Design and Consumption in the Aftermath of WWII
Thursday 28 August – Sunday 16 November 08
The Canyon, Basement
Free Admission

Technological development during WWII made killing and destruction more efficient and effective as compared to human conflicts of the past. New technologies and synthetic materials were harnessed and modern warfare employing planes, tanks and ships took the conflicts off the land and into the sky and sea. In the aftermath of the war, production shifted from military hardware to consumer production and wartime technologies became channelled towards the consumer market. Many of the advanced technologies that were to transform our daily lives in the sixties – including television, transistors, automation, nuclear power and new plastics became available in the 1950s.

Weapons of Mass Desire aims to provide visitors with a fresh perspective into war and its legacy by looking at post-WWII design and consumption. The exhibition will examine how ideas and technologies initially employed for violence were adapted by designers and manufacturers for the postwar peacetime improvement of everyday life, first globally and then in Singapore.

Storm by Jinnie Seo (Korea)
14 Jul – 11 Jan 09
10am – 8pm, daily
Glass Atrium, Level 2

The concept of the work is on "Theater". From different angles, perspectives or positions from the museum whether inside or outside, the work will look different, resonating different acts of a theatre work. Visitors of the museum will become audience and be part of this “play” along with the glass atrium environment, creating an intimate yet monumental space. In these new, three-dimensional works, the abstract linear forms have become real things, colourful lattices that drape and envelope the viewer. Radiant in saturated colour and transparent in an utterly different manner, these hanging paper grids ingeniously reiterate Seo's knack for idiosyncratic geometric form and her ongoing fascination with achieving a poetic visual reflection on life and social meaning.

Block 33 大牌三十三
Thursday 4 September – Saturday 6 September 08
8pm – 9pm
Entrance to History Gallery, Level 2

Block 33; the man believes that he is safe in the realm of the divine. Getting ready for his daily work, he ritualistically offers flower and incense at the alter where the image of the Bodhisattva sits.
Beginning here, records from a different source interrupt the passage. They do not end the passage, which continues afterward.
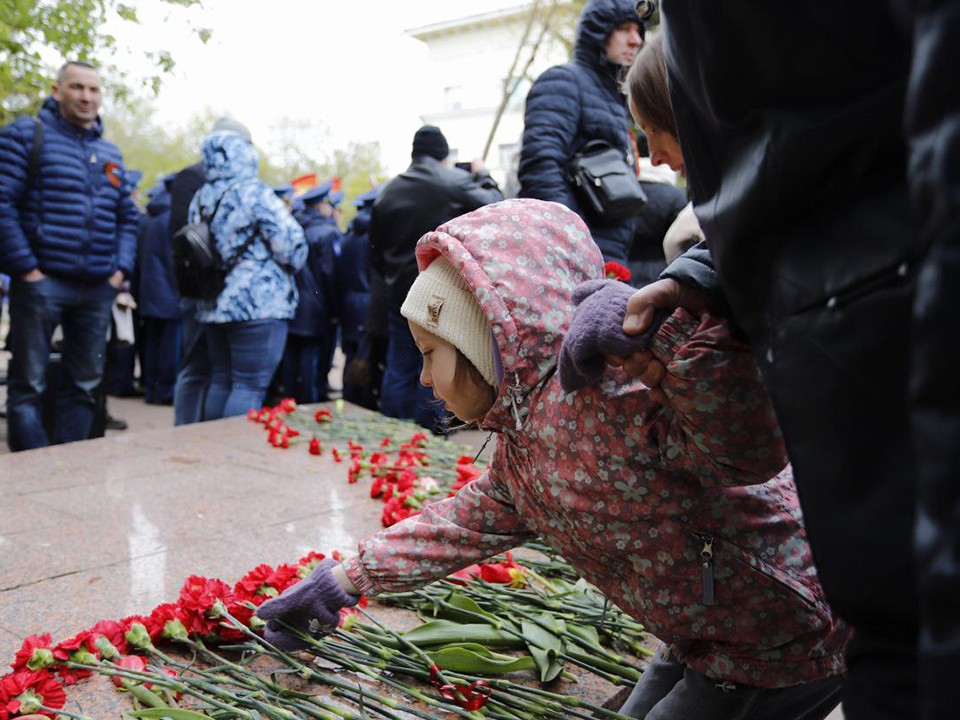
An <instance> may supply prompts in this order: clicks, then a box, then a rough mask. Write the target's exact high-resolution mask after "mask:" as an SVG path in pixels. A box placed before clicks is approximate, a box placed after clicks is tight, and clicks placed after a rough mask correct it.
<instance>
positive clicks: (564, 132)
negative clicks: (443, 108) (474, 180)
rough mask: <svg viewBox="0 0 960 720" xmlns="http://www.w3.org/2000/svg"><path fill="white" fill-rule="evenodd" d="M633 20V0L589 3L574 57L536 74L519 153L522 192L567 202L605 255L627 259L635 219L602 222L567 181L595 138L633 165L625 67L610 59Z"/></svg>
mask: <svg viewBox="0 0 960 720" xmlns="http://www.w3.org/2000/svg"><path fill="white" fill-rule="evenodd" d="M628 20H633V21H634V22H637V12H636V9H635V3H634V0H590V2H588V3H587V4H586V6H585V7H584V9H583V12H582V13H581V14H580V21H579V24H578V25H577V37H576V43H575V45H574V60H573V62H572V63H568V64H566V65H556V66H554V67H552V68H550V69H549V70H546V71H545V72H544V73H543V74H541V75H540V77H539V78H537V80H536V82H535V83H534V84H533V87H531V88H530V92H529V93H528V94H527V101H526V108H525V110H524V127H523V146H522V149H521V152H520V167H519V171H518V179H519V181H520V193H519V195H520V197H529V198H537V199H539V200H551V201H553V202H558V203H560V204H562V205H566V206H567V207H568V208H570V209H571V210H573V211H574V212H575V213H577V214H578V215H580V216H581V217H582V218H583V219H584V220H585V221H586V223H587V225H588V226H589V227H590V234H591V235H592V236H593V239H594V241H595V242H596V243H597V245H598V246H599V247H600V251H601V252H602V253H603V256H604V259H605V260H615V261H617V262H619V263H622V264H623V265H626V264H627V258H628V255H629V252H630V247H631V245H632V244H633V234H634V224H635V223H634V219H633V218H626V219H624V220H617V221H613V222H603V221H601V220H598V219H596V218H593V217H591V216H590V215H588V214H586V213H585V212H584V211H583V209H582V208H581V207H580V204H579V203H578V202H577V198H576V196H575V195H574V192H573V188H572V186H571V185H570V183H569V182H568V181H567V179H566V170H567V166H568V165H569V164H570V161H571V160H573V156H574V155H576V154H577V153H578V152H579V151H580V150H581V149H582V148H583V146H584V145H586V144H587V143H588V142H590V141H591V140H604V141H606V142H607V143H609V144H610V145H612V146H613V147H616V148H622V149H623V151H624V157H625V159H628V161H629V162H630V163H633V162H634V156H633V148H632V145H631V144H630V139H629V135H628V129H629V127H630V118H629V115H628V113H627V104H626V98H625V97H624V96H623V95H622V94H621V92H620V83H619V79H618V78H619V75H620V73H621V72H622V70H623V68H621V67H620V66H619V65H615V64H614V63H611V62H610V61H609V60H608V59H607V57H606V53H605V51H604V49H603V44H604V41H605V40H606V39H607V37H608V36H609V35H610V33H611V32H612V31H613V30H614V29H615V28H616V27H617V26H618V25H620V23H623V22H625V21H628Z"/></svg>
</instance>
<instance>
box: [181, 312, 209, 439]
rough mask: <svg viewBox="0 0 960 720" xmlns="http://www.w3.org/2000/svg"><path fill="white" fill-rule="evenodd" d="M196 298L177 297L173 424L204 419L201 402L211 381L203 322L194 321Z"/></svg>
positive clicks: (201, 401)
mask: <svg viewBox="0 0 960 720" xmlns="http://www.w3.org/2000/svg"><path fill="white" fill-rule="evenodd" d="M196 314H197V303H196V301H195V300H181V301H180V323H181V325H180V331H181V337H180V343H181V344H180V347H181V355H180V367H179V368H178V370H177V384H176V387H175V388H174V391H173V424H174V425H189V424H190V423H195V422H200V421H201V420H204V419H205V418H204V417H203V404H204V402H205V401H206V399H207V388H208V387H209V385H210V354H209V353H208V352H207V339H206V337H205V336H204V332H203V325H201V324H200V323H199V322H197V318H196Z"/></svg>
The overseas Chinese finds counterpoints in ritual, drama and being, in his daily search of existence and protection. Entangled within the multi-layered web of history, culture, traditions that does not necessarily belong to him, he searched deeper.

Tang Quartet collaborates with choreographers Ix Wong and Aaron Khek in this multi-layered performance.

Set to the music of Hu Xiao-ou’s Mo Xie and Tan Dun’s Eight Colors the ensemble takes a trip where dreams and reality collides.

Old Sounds 古声 - A work in progress by Swee Boon Kuik
Thursday 11 September – Saturday 13 September 08
8pm – 9pm
Gallery Theatre, Basement

Old Sounds is multimedia blend of modern city sounds, endangered dialects, folksongs and film projection. This work explores modern man’s profound and intimate relationship with the gradual loss of tradition and the incessant changes in the environment. This is the third part of Project: Empty Room – Echo, and is the first time it is being presented to the public.

Project: Empty Room – Echo aims to preserve and revive the eroding cultural heritage that has been neglected by modern society. Empty Room was done by photographer Tan Nigap Heng. Part of his work will be exhibited in the lobby of the theatre while the remaining work will be incorporated into the dance choreography.

The second part - Echo, focuses on what has emerged as a significant concern in the Singapore-Malaysian region, the research and collection of the most pristine form possible of endangered dialects spoken via memoirs, stories and folksongs etc. These materials will then be integrated into the music for the performance.